A new food safety bill, which just passed the Senate and is now headed for a House-Senate Congress, will probably end up being the biggest piece of legislation to come out of the lame duck session of Congress. Although well intentioned (who, after all, doesn’t want safe food?) the bill deserves a good deal of skepticism. In fact, there are good reasons for both “economy first” conservatives and “safety first” liberals to dislike it.
The conservative case against the bill, the one favored by most people who voted against it, seems pretty obvious: the bill doesn’t solve any problems. While it’s easy to agree that it shouldn’t be legal to sell food likely to make people sick, there’s little evidence of a systemic food crisis problem in the United States. True, a spate of heavily publicized food safety problems—tainted peanut butter, eggs, and meat—show that it’s not perfect but none of the new powers and authorities granted to the government seem certain to stop the specific problems that drew lots of publicity. With the exception of a few marginal tweaks, a slightly broader power to do recalls, the bill basically just asks the government to do more of the same regulatory oversight activities that failed to prevent the problems the country has already experienced. This could possibly prevent some problems but there’s no hard evidence that it will. In a healthy economy, maybe such caution could make sense.
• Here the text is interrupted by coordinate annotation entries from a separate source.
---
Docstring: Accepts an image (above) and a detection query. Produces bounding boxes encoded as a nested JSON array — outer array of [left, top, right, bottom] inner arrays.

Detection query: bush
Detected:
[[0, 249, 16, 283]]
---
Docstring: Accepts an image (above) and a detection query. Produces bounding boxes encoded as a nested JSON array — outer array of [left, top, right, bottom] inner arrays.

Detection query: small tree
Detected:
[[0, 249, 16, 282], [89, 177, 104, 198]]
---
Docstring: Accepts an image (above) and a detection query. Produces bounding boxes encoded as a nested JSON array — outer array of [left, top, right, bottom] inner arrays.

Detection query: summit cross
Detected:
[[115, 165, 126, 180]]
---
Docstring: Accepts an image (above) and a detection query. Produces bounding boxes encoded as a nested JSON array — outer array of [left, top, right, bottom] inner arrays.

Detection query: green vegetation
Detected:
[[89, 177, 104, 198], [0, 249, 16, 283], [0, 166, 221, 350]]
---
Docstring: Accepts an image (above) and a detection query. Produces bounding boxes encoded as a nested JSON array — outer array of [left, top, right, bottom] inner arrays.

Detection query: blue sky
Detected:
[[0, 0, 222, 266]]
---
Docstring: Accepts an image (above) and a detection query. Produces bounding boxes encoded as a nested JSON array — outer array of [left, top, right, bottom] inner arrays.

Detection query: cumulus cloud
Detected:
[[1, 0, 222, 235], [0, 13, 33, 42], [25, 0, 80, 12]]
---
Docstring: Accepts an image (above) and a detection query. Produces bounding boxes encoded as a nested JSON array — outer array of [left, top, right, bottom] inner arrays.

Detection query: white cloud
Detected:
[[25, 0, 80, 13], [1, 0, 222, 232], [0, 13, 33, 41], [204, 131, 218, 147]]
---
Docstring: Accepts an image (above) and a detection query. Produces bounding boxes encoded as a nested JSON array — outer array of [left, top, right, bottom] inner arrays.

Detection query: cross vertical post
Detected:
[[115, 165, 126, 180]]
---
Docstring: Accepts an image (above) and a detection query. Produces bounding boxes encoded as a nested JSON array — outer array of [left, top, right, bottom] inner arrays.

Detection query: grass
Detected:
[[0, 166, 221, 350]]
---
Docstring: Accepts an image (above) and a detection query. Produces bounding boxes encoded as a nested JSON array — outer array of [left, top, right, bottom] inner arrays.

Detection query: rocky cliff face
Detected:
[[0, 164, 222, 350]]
Right now, it may not. Given that most manufacturing in the United States relates to grocery store items, furthermore, the financial and time cost of new regulation could end up being a job-destroying regulatory hurdle for an economy still in recovery.
On the other hand, those most interested in food safety also should have cause for caution for at least two reasons. First, thanks to organic farmers and their supporters on the political left, small-scale producers are exempted from nearly all new regulations and some old ones to boot. There’s a balance to be struck here—the FDA shouldn’t inspect every family that makes jam in its kitchen and sells it at the roadside—but smaller producers may really bear more careful watching than large ones. Big companies have brand reputations to defend and tons of assets that trial lawyers would love to go after. Small ones have none of these natural incentives. Under the bill, small (under $500,000) can include some decent sized producers; they’ll get left out. Second, the bill leaves out an important part of the food safety equation: preparation. Food poisoning introduced outside of manufacturing plants, after all, sickens far more people than problems happening inside of them. Since many Americans eat out much more than they cook, this is a big potential problem. Local health departments of wildly uneven quality largely oversee food preparation. If one’s only goal was maximum food safety, additional standards on the preparation end--national standards for big chain restaurants, for example--probably would have done more to improve safety than the existing bill. (This isn’t to say that Congress should impose such standards; it shouldn’t; but a true “safety first” position suggests that it should.)
In the end, the new food safety bill, indeed, may provide a fitting epitaph for the most regulation happy Congress in history: much of it appears to be a solution in search of a problem.